1. bugün aylık ibadetimizi yerine getirmek üzere ikea'ya gittik. ihtiyacımız olmadığı halde satın alma dürtüsü uyandıran ürünlerin arasında dolanıyorduk. zamanımızın çoğu, dikkatimizi çeken bir ürünü neden satın almamız gerektiğine dair içimizde kendiliğinden şaşırtıcı şekilde inşa olan mantık örgülerine karşı yürüttüğümüz sessiz mücadeleye sarf oluyordu. bazı ürünlere geçerken sadece dokunuyor ve parmaklarımızla dokusunu hissediyorduk. bazılarını ise elimize alıp fiyatını kontrol ediyor, evirip çeviriyor, orasını burasını kurcalayıp kullanım provaları yapıyor ve tekrar yerine koyuyorduk. çoğunu yanımızdakiyle konuşmadan, sessizce yapıyorduk. geçen yüzyılın başlarında yaşamış insanlar gelip halimizi görseler eminim hipnoz edildiğimizi falan düşünürlerdi.

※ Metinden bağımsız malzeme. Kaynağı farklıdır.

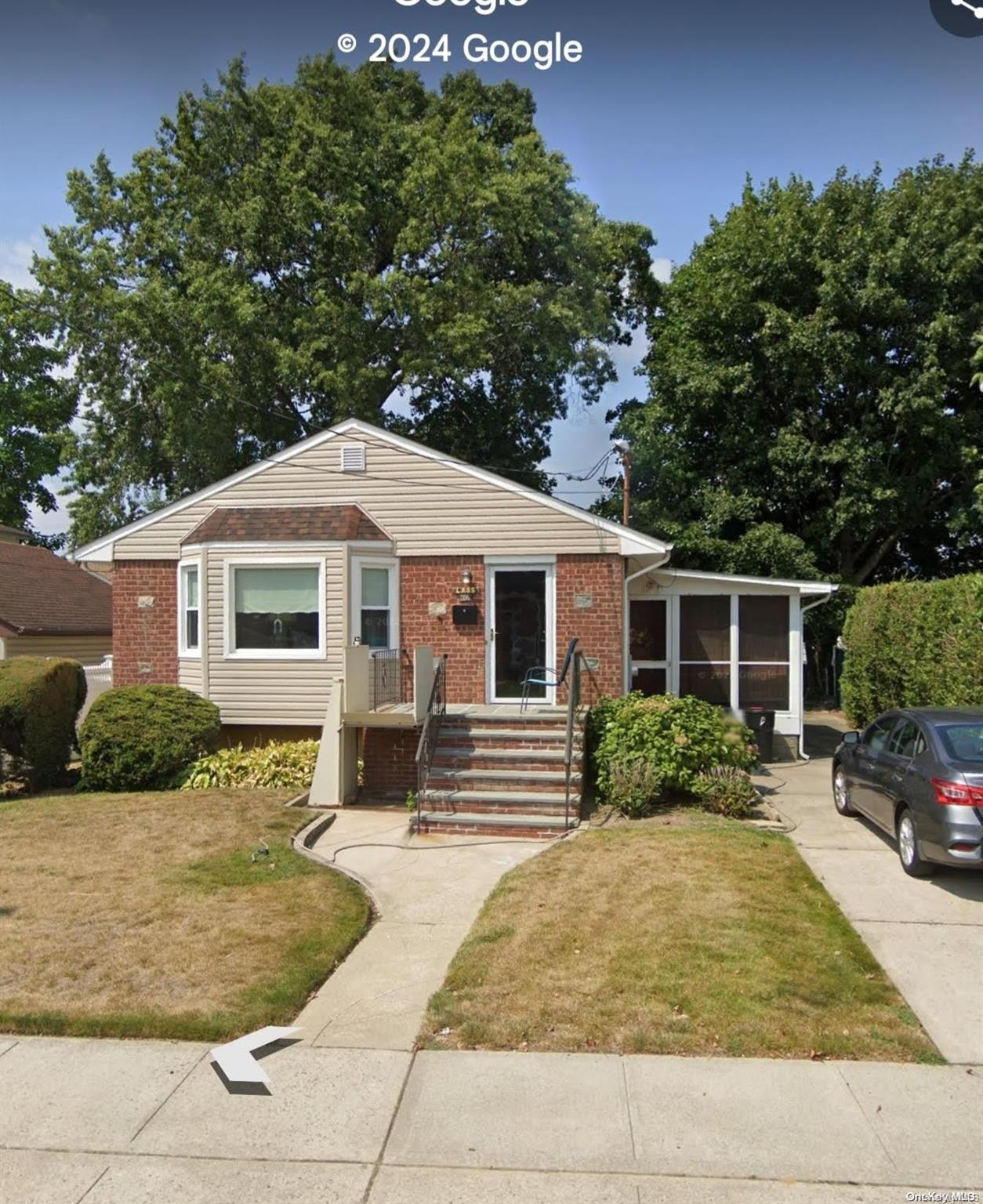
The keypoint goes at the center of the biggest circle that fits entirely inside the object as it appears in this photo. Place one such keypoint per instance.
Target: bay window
(276, 609)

    renkli, plastik bir tepsi tutacağı gördüm. bunu görmemle birlikte içimde hızla cereyan eden duyguların bir kısmını yakalayabildim ve sanırım bu ürünlere duyduğumuz satın alma arzusunun nedenini anlamaya biraz olsun yaklaştım. en azından kendimce. bunun bir nedeni utanç olabilir diye düşünüyorum. evimizdeki derme çatma mobilyalarımız, geçici çözümlerimiz ve uğraştırıcı düzeneklerimizle özdeşleştirdiğimiz benliğimizin karşısına ikea, tasarım harikası, yıllarca kullanılabilecek ve mümkün olduğunca çok fonksiyonlu olduğu iddia edilen alternatif bir mükemmellik koyuyor. evimizdeki derme çatmalığı benliğimizle özdeşleştirdiğimiz için, ikea'da tanık olduğumuz mükemmellik de bizden daha üstün olduğu şüphe götürmez, fakat biraz para harcayınca ulaşabileceğimiz bir benlik olarak görünüyor gözümüze. ve daha aşağı, eksik olmamızdan kaynaklanan, neredeyse bilinçli bir utanç duyuyoruz; ancak bu utanç duygusunu öyle hızlı bilinçaltına itiyoruz ki, geride kalan hissettiğimiz şey, sadece o ürüne sahip olarak tatmin edebileceğimizi hissettiğimiz bir arzu oluyor. ikea bu alternatif mükemmel benliği soğuk ve burnu büyük bir edayla yaratmıyor; tam aksine sevecen, arkadaş canlısı, bize elini uzatıp gülümseyen, hep davet eden bir benlik bu. bilinç altına yakın yerlerde süren bu ikna çalışmalarına karşın gerçek dünyaya ait olan bilincimiz ürünün fiyatını ve kullanışlılığını sahip olmaya ilişkin kıstas olarak öne sürüyor. böylece, tatmin etme ihtiyacı duyduğumuz çekici arzu ile gerçek dünyanın hesapçılığına bağımlı sevimsiz bilincimiz bir çatışmaya giriyor. öyle kolay manipüle edilebilir bir bilinç ki bu, mesela sevgilimizle gitmişsek ikea'ya, hiç ihtiyaç olmayan bir ürün için sevgilimizin "alalım mı?" sorusuna sevimsiz olmadan "hayır" yanıtını vermek herkesin harcı değil. kendi kendimize verdiğimiz satın alıp alamama mücadelesinde de eğer ürünün fiyatı çok yüksekse, almamaya karar veriyoruz ve sahip olma arzumuzu ve nihayetinde altında yatan utanç duygumuzu bir kızgınlıkla ört bas ediyoruz; "adam kazıklıyor bunlar da...". eğer ürünün fiyatı uygunsa çoğunlukla alıyoruz ama almıyorsak, o zaman utanç duygumuzu realize ediyoruz: ne çeşit bir insan pahalı bulmadığı ve kendisini daha mükemmel yapacak bir şeyi almaz? bu durumda başvurduğumuz çare, unutmak. yürümeye devam edip içimizden bunların hepsinin çok usta pazarlama hileleri olduğuna kendimizi ikna etmeye çalışmak ve az önce yaşadığımızın gerçek olmadığını tekrar edip utancı geride bırakmak.

    ha bunun yanında sattıkları ürünler öyle mükemmel falan da değil. misal, sattıkları basit ürünlerden metal kafalı sıvı sabunluk zamanla pas yapıyor ve bir süre kullanmadıktan sonraki ilk kullanımda elinize pas doluyor!